We go back to the basics once again. Once again, Katie, the food comes in.
Remember, the food we eat today is not the food we ate. This has all happened
so quickly over the past 20, 25, even 30 years. This has come across that fast.
Katie: I find it amazing. Looking back, even, I can only speak to my own experience, but
in high school and college I had acne, and I had horribly, horribly painful periods.
I would usually end up taking ibuprofen or something, they got so bad every
month. Now with all the lifestyle changes and dietary changes we’ve made, I
don’t have cramps at all. It’s a completely, been a 180 for me. I haven’t used
contraceptives to address it at all. It’s just been purely lifestyle change.
But it makes so much sense that if you’re artificially manipulating this hormone
cascade, that’s supposed to happen every month, or much less if you’re stopping
it all together, that you’re going to mess up the body’s natural cascade of sex
hormones. Because, like you said, they’re all interconnected with the thyroid, the
adrenals, and the ovaries. Even within those you’ve got all these progesterone,
and estrogen, and testosterone, and luteinizing hormone, and follicle stimulating
hormone. When you’re artificially controlling that, you’re messing those up. I feel
like a lot of people don’t really understand how much that can make a difference.
Let’s talk about progesterone, because that’s a big, important hormone for
women, especially women of childbearing age. I get a lot of commentors on the
blog from women who have been through this exact thing that you just talked
about. They were put on contraceptives as a teenager. They went through the
whole cascade. They have the depression. They have the headaches. Now
they’re on all these medications for these. Then they want to come off the
contraceptives because they want to get pregnant. But now they’ve got all these
other underlying issues that they’ve got to address, and they’ve having trouble
getting pregnant. One of the things involved there is progesterone, which is tied
in to the fertility process. But what exactly is progesterone, and how might
someone know if they have too little or too much? What are some ways besides
contraceptives that someone could address that problem?

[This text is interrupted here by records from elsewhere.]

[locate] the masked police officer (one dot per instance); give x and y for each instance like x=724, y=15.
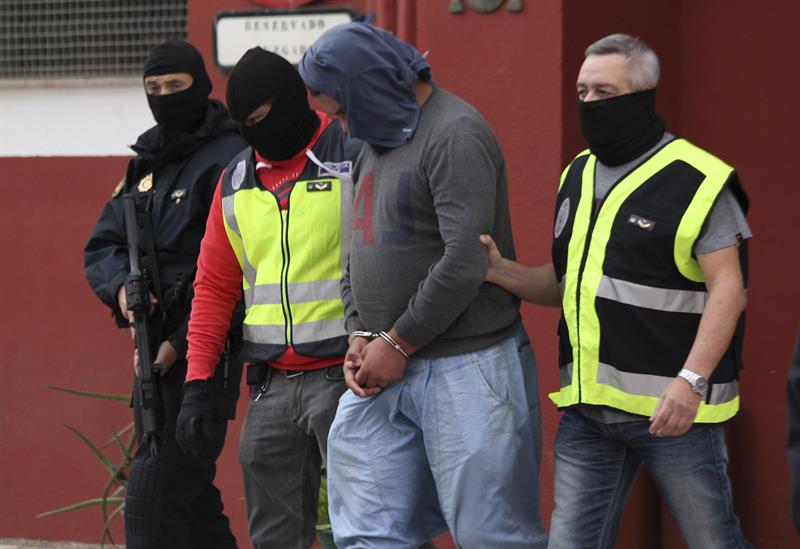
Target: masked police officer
x=171, y=500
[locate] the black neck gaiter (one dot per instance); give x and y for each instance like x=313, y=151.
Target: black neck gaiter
x=264, y=77
x=622, y=128
x=182, y=112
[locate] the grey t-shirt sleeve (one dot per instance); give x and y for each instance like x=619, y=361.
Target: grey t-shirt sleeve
x=725, y=226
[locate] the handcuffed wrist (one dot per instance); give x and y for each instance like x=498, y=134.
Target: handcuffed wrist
x=383, y=335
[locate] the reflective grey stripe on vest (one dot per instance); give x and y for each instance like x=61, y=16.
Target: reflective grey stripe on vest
x=652, y=385
x=264, y=333
x=660, y=299
x=248, y=272
x=316, y=331
x=320, y=290
x=299, y=292
x=267, y=294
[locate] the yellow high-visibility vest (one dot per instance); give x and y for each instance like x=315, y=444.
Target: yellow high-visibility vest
x=292, y=261
x=633, y=292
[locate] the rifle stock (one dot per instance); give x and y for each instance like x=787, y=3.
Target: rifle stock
x=137, y=293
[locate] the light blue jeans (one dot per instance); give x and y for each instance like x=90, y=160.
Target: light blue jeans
x=596, y=465
x=453, y=445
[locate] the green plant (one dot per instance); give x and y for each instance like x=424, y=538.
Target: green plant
x=112, y=500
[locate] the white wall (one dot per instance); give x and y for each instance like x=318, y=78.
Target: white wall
x=72, y=121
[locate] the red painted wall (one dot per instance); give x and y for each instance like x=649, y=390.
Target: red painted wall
x=736, y=97
x=726, y=84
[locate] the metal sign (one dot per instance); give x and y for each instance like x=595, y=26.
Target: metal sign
x=282, y=3
x=286, y=32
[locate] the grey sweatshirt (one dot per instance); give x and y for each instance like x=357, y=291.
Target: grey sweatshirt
x=416, y=263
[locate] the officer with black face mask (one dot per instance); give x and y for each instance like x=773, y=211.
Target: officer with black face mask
x=279, y=229
x=650, y=268
x=171, y=501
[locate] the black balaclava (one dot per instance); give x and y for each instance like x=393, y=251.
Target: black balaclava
x=184, y=111
x=622, y=128
x=264, y=77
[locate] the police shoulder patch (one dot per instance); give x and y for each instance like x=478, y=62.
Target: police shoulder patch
x=237, y=178
x=118, y=188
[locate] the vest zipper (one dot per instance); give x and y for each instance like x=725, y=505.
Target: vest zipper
x=596, y=207
x=287, y=257
x=581, y=268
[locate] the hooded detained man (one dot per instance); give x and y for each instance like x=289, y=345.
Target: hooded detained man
x=440, y=429
x=278, y=233
x=171, y=501
x=650, y=268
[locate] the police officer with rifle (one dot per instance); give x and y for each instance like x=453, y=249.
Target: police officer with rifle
x=140, y=260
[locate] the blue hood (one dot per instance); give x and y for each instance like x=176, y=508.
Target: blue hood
x=371, y=74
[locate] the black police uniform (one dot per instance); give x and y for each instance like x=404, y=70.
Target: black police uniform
x=171, y=500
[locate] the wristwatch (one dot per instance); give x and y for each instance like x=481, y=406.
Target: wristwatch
x=696, y=381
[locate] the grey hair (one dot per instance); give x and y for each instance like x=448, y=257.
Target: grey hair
x=641, y=62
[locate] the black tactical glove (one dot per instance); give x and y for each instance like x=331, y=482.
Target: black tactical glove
x=200, y=432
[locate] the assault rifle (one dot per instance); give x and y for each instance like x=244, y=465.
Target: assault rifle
x=146, y=329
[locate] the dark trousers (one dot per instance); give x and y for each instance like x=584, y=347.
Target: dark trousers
x=171, y=500
x=282, y=447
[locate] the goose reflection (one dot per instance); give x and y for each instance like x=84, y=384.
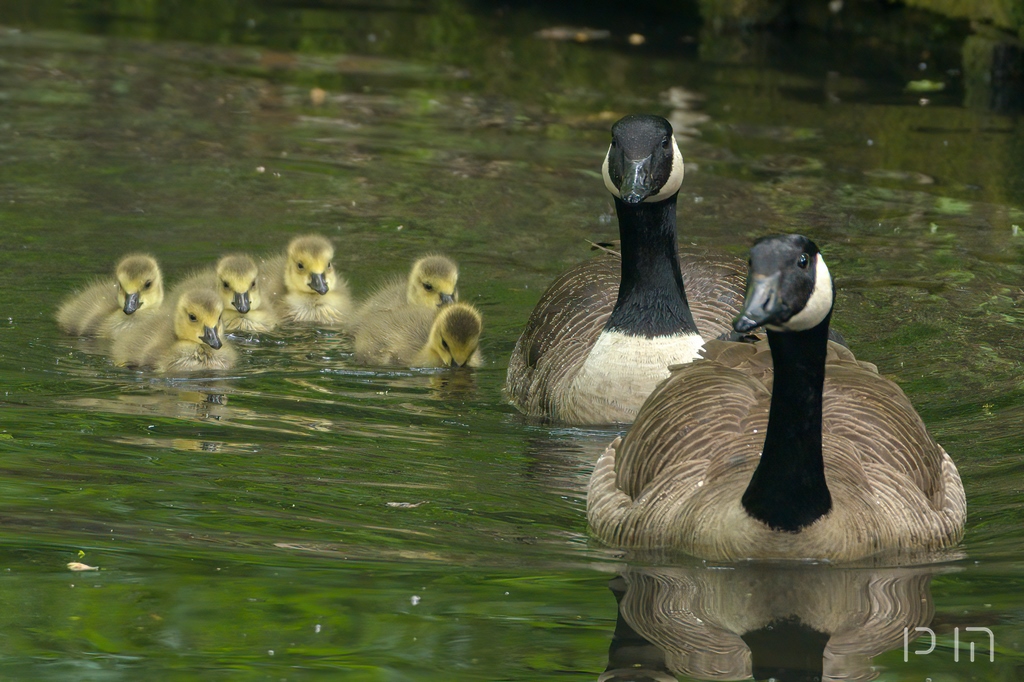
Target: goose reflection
x=768, y=622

Mary Lee: I love progesterone. It is my favorite hormone, if you have to claim one. I love it
because it is our calming hormone. It’s a natural diuretic. It’s a natural
antidepressant. Estrogen, we call her Queen Bee. She runs the body. But
progesterone comes in and calms estrogen down. Because if we don’t calm
estrogen down, we get into estrogen dominance, which creates all sorts of
problems. Progesterone is very protective of the breasts and uterus. It is not the
same as Provera. That is the prescription progestin. Progestins are not the same
as natural progesterone. A lot of people get this confused, because you’ll get
negative feedback when you talk about progesterone, if a doctor doesn’t
separate it out. He assumes it’s progestin, or Provera. Just for your listeners to
know, it is not the same. Progesterone is naturally produced in our body. That’s
what I’m speaking about.
If you have low progesterone, Katie, it can actually start declining in your mid to
late 30s. Low progesterone will cause many symptoms, headaches, anxiety,
infertility, acne, cramping. Some women gain weight about that time. We can lose
our libido. We have mood swings and depression. PMS, that’s a huge one. Low
progesterone. Fuzzy thinking, even joint pain. It’s a big issue. In the body, stress
plays a big part here, because the body will make cortisol, which is our stress
hormone, at the expense of progesterone. That’s one of the reasons we’re seeing
earlier and earlier declines in hormones because of stress.
Katie: That makes so much sense. Based on that then, taking a contraceptive would
not actually help increase the body’s progesterone levels, because that would be
a synthetic version. Am I understanding that?
Mary Lee: That is correct. It is a synthetic version of estrogen and progesterone.
Katie: Okay. From the reading I’ve done, it seems like you see a lot of estrogen
dominance. It seems to be becoming more and more of a problem, or at least I’m
seeing more and more research on it. That’s obviously another hormone. You
said estrogen is the queen bee. Can you talk about estrogen and how it works in
the body, and also how it comes into play with progesterone. Because it does
seem like, from the reading I’ve done and the books I’ve read, people tend to be
low on progesterone and high on estrogen a lot of the time. Have you found that
as well? What are some ways that someone could address that if they perhaps
do have estrogen dominance?
Mary Lee: As I said earlier, and you said, estrogen is queen bee. We have estrogen
receptors all over the body. It’s actually used for over 400 functions in the body.
First of all brain health, memory, concentration. This is huge. Women get foggy
as they get older. Hearth health, estrogen is very protective of the heart. We
know estrogen regulates body temperature. That’s how we can get our hot
flashes and night sweats. Estrogen is essential for good sleep. We know it
hydrates the skin and keeps us juicy. Estrogen, you may not know this, helps to
regulate blood pressure and cholesterol. We see a lot of woman as they age,
they’re blood pressure and cholesterol goes up. What happens? They’re put on a
medication. Their hormone deficiency is not being addressed. Estrogen is also
important for mood, libido, and of course, bone health.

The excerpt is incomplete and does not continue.